Yeah, I think the author missed the mark with that line too.
Most peoples personal websites today are a series of articles, so of course dating them is reasonable, and sorting by it is also nice for the reader.
Even online manuals, which should not be organized around chronology benefit greatly by having dates on them.
We rarely see the 90's style homepages with "Here is my a list of my favourite episodes" and "This is my gallery of my favourite cats" anymore. But if you want to make your home on the web more about themes, than articles, then great.
One of the things that is of constant annoyance is trying to find out when something was posted. Sometimes the time when it was posted is important, it allows me to ascertain how relevant the information therein is.
ok so this is helpful because I'm planning on starting a blog and want to use it to document some of the cool things I've done in the past.

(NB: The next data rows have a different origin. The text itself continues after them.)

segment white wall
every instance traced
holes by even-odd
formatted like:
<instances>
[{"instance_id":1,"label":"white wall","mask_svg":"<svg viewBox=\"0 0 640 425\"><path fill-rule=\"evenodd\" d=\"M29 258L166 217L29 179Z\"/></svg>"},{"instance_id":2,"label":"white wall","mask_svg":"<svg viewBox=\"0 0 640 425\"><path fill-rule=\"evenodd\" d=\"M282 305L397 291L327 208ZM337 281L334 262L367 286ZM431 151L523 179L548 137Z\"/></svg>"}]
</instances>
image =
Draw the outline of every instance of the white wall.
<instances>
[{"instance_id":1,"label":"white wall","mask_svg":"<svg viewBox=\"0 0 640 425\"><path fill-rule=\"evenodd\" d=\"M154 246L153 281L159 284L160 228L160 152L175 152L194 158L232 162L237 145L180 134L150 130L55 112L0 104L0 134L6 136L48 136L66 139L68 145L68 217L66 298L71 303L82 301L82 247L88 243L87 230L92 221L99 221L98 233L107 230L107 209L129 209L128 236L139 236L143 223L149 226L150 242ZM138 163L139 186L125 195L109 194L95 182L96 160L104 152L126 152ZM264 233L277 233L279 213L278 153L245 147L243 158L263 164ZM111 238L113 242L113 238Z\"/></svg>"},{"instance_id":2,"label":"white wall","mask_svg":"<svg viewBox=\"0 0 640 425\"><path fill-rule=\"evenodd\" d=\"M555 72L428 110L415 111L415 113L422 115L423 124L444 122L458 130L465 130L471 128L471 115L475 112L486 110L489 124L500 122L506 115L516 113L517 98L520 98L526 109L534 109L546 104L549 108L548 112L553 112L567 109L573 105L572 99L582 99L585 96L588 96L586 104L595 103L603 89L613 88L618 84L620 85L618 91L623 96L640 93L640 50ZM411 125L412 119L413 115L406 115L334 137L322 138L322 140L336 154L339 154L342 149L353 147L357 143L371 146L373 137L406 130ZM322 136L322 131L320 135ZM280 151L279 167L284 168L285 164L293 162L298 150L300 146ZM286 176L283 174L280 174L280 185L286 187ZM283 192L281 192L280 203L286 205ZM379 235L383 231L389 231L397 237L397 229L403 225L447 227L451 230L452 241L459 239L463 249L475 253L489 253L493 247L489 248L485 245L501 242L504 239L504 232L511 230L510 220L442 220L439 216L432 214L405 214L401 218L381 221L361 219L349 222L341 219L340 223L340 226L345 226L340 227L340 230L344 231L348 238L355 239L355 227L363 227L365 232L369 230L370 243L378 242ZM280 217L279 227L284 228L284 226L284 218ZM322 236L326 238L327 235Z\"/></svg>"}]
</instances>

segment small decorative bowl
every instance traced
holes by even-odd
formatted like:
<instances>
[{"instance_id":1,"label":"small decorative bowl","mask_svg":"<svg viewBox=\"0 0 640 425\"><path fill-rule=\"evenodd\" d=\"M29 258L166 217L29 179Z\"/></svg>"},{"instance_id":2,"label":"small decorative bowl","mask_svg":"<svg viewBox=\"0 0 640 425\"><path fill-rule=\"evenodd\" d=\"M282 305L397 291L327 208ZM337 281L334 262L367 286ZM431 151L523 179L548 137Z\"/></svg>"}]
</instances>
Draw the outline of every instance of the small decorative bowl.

Would you (as a reader) prefer my trip to Norway to be dated when it happened, or when I published the article?
I am mostly wanting to blog to curate my memories of things I done or thoughts I've had but I'd be lying if I didn't also hope it might help me make 'friends' online and find people with common interests.
for something like this I would feel that the two relevant dates are when the facts happened and when the act of writing is set.
As in if you are writing about a trip in 2002 and the page is written as if you wrote it soon after the trip then the date of publishing is not really essential (in terms of semantic html I think it would still be good etiquette to have is "somewhere" on the page, like in a footer, tagged as such, same thing for a "last updated" date)
In this case I would say that is would be nice as a reader if I can understand what the date mean and if it was backdated or not.
I care, because it gives me context of how relevant it might be.